La integración al mercado laboral se ha consolidado como uno de los desafíos estratégicos para el segmento senior en el país, en un escenario donde la empleabilidad suele disminuir con la edad. La Región de O´Higgins se enmarca en esta tendencia nacional al registrar una tasa de ocupación del 45,3% en personas mayores de 50 años, según el último informe del Programa de Conocimiento e Investigación en Personas Mayores (CIPEM), de Caja Los Héroes y la Universidad del Desarrollo.
Esta cifra no solo está por debajo del promedio país del 46,8% para este grupo, sino que sitúa a la región como una de las más bajas después de Ñuble (40,6%), Biobío (43,8%) y La Araucanía (44,8%).
Asimismo, el panorama en O´Higgins contrasta con una paradoja estructural que afecta al resto del país.

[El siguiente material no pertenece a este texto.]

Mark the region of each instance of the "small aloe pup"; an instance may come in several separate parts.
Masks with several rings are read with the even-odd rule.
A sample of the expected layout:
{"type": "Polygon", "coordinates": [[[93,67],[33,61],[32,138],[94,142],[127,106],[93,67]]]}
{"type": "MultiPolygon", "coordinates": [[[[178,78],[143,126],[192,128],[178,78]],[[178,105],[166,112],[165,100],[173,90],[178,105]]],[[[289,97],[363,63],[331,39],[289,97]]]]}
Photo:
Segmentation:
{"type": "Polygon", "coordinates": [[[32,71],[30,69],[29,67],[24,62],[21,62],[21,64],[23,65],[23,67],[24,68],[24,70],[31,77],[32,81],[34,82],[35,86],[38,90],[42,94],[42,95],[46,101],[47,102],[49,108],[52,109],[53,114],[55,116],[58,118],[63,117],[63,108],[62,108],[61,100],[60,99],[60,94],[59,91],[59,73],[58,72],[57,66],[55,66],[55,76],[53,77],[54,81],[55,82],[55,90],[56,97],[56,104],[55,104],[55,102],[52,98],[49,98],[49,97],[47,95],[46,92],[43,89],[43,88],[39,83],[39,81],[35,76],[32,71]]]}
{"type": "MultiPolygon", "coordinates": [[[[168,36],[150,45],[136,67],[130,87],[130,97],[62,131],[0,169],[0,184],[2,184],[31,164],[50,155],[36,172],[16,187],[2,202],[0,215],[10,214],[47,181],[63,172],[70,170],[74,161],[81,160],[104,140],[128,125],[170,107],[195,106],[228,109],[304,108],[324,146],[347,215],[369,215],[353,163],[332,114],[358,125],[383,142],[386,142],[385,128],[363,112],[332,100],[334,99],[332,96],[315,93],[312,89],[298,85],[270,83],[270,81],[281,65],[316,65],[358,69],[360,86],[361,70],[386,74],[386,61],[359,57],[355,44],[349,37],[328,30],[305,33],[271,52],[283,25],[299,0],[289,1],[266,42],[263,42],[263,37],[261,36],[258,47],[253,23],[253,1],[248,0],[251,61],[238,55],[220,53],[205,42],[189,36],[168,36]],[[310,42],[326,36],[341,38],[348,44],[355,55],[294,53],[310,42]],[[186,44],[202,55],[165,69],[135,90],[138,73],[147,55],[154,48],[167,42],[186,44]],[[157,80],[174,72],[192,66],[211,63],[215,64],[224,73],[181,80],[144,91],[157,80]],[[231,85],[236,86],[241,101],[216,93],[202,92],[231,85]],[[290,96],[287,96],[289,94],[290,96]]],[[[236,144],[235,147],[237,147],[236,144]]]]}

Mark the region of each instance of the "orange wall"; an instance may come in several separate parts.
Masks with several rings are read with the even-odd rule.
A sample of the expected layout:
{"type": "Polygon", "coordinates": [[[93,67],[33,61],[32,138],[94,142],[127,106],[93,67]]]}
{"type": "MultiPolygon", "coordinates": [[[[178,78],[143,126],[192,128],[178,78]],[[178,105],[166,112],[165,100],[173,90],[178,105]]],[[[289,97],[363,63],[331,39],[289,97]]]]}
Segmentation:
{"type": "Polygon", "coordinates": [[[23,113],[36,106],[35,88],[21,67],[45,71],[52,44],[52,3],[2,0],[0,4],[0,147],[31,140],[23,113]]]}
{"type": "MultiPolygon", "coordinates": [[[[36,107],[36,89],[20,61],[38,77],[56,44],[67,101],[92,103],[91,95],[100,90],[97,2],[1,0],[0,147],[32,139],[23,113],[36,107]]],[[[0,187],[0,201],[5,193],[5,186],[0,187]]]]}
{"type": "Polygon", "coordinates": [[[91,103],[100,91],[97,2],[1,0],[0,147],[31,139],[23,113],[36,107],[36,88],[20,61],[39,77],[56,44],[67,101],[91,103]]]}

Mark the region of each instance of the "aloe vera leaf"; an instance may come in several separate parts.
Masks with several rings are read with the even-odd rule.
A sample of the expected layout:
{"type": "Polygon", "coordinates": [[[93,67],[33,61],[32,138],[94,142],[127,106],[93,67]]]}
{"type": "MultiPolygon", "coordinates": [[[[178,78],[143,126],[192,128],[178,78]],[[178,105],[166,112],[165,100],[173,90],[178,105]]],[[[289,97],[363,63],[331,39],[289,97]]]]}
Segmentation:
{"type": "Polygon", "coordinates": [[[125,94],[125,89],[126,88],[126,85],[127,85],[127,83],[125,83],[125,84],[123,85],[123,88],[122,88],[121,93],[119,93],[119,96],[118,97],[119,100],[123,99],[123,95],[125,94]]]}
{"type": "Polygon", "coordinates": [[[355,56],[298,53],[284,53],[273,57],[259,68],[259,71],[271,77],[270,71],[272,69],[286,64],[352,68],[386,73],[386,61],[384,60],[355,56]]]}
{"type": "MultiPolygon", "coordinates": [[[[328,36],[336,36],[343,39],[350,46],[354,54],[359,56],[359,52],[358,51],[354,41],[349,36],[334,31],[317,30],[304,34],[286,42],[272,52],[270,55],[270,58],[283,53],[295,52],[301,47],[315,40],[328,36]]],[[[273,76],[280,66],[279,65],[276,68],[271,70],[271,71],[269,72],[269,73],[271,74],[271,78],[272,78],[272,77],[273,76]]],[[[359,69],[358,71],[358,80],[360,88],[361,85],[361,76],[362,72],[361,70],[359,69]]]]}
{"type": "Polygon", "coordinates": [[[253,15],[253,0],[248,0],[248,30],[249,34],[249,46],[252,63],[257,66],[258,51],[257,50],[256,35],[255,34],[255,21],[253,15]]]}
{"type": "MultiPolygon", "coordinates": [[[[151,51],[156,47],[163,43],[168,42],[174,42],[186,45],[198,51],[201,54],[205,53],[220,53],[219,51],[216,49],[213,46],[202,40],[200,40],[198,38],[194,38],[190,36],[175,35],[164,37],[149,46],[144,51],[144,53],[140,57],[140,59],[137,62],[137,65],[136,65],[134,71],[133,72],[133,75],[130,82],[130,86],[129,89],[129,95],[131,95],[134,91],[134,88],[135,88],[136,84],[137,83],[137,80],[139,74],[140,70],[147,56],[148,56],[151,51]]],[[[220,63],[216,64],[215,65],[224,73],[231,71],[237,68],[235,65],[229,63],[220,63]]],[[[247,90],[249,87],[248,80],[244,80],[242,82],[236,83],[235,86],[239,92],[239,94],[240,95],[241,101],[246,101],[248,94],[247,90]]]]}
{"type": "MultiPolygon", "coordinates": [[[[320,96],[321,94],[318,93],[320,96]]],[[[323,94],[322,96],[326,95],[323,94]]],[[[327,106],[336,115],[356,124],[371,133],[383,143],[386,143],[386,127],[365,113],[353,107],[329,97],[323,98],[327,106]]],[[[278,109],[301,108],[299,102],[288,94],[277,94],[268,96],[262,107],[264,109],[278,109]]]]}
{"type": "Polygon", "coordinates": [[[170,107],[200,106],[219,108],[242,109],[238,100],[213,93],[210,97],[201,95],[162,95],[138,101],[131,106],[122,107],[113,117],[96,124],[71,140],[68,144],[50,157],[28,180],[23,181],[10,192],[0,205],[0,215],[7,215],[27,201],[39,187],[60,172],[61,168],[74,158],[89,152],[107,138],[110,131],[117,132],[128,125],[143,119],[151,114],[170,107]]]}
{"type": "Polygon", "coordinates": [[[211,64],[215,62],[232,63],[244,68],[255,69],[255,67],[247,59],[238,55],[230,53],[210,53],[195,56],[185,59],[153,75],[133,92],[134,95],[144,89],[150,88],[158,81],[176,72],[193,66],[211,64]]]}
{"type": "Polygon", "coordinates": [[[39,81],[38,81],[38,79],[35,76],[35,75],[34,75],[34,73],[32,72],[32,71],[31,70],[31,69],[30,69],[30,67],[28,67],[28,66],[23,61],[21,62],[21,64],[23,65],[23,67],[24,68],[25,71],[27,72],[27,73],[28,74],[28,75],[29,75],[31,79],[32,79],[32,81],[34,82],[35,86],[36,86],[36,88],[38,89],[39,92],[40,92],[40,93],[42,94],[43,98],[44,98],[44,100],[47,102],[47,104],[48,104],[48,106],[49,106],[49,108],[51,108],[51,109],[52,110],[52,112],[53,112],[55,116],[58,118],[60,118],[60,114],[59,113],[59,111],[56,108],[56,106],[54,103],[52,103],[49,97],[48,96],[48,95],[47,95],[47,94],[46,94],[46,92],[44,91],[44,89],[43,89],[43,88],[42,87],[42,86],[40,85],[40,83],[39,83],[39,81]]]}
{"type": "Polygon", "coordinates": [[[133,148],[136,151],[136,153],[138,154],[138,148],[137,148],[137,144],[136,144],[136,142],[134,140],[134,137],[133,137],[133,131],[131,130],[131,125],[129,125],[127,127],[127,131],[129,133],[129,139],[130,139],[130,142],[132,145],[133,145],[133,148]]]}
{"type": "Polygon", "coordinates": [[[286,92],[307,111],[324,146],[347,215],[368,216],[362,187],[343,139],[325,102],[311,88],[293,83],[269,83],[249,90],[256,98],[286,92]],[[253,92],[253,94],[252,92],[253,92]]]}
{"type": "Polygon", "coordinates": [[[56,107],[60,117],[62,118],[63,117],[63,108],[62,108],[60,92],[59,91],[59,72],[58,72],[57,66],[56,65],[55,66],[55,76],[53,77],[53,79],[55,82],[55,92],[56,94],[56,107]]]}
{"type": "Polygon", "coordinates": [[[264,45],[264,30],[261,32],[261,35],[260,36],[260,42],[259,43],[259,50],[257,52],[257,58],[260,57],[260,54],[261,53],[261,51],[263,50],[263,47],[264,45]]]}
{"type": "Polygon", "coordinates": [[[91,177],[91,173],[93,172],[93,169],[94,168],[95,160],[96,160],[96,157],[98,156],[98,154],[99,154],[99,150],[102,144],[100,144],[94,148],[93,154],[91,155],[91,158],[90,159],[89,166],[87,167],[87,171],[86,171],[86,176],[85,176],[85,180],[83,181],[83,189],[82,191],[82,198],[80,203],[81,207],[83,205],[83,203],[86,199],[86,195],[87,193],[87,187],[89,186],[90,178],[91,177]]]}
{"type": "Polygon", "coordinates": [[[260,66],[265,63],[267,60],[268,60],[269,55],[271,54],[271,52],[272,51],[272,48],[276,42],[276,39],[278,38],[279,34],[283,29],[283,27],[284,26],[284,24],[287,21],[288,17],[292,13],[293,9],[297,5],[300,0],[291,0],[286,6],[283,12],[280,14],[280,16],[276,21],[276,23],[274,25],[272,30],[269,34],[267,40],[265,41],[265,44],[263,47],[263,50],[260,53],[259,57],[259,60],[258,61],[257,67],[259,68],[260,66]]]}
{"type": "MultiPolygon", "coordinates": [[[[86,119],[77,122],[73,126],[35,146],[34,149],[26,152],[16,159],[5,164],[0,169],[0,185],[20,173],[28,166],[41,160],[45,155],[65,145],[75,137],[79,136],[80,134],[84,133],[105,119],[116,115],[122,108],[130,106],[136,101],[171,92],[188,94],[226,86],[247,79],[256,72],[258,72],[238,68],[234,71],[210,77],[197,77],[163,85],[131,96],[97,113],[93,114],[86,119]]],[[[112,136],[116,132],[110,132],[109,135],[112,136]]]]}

Si bien los mayores de 50 años presentan la tasa de desocupación más baja a nivel nacional (5,6%), son el grupo que enfrenta mayores dificultades al quedar cesantes. Mientras que un joven entre los 18 y 29 años tarda en promedio 4,5 meses en reubicarse, para este segmento la espera se extiende hasta 10 meses. Esta brecha de reinserción se agudiza drásticamente en otras zonas del territorio, alcanzando niveles críticos en regiones como Magallanes (15,8 meses), Atacama (14 meses) y Maule (13,7 meses), donde la búsqueda de empleo puede superar el año
La calidad del empleo es otro factor de alerta, dado que un 34% de los trabajadores senior en Chile se desempeña en la informalidad, cifra que se dispara en regiones como La Araucanía (43,2%), Maule (41,9%) y Tarapacá (40,4%). En contraste, Magallanes y Antofagasta destacan por tener las tasas de formalidad más altas, con un 74,6% y 73,8% respectivamente.
Ante esta realidad, el investigador de CIPEM, Mauricio Apablaza, destacó la urgencia de abordar este fenómeno. “Los datos nos muestran que es imperativo avanzar en políticas públicas y estrategias que promuevan la competitividad y empleabilidad de las personas mayores. En un escenario de envejecimiento acelerado no podemos permitir que el talento senior quede excluido o demore casi un año en reinsertarse. Necesitamos mecanismos que valoren y expandan sus capacidades promoviendo su participación en la economía”, afirmó.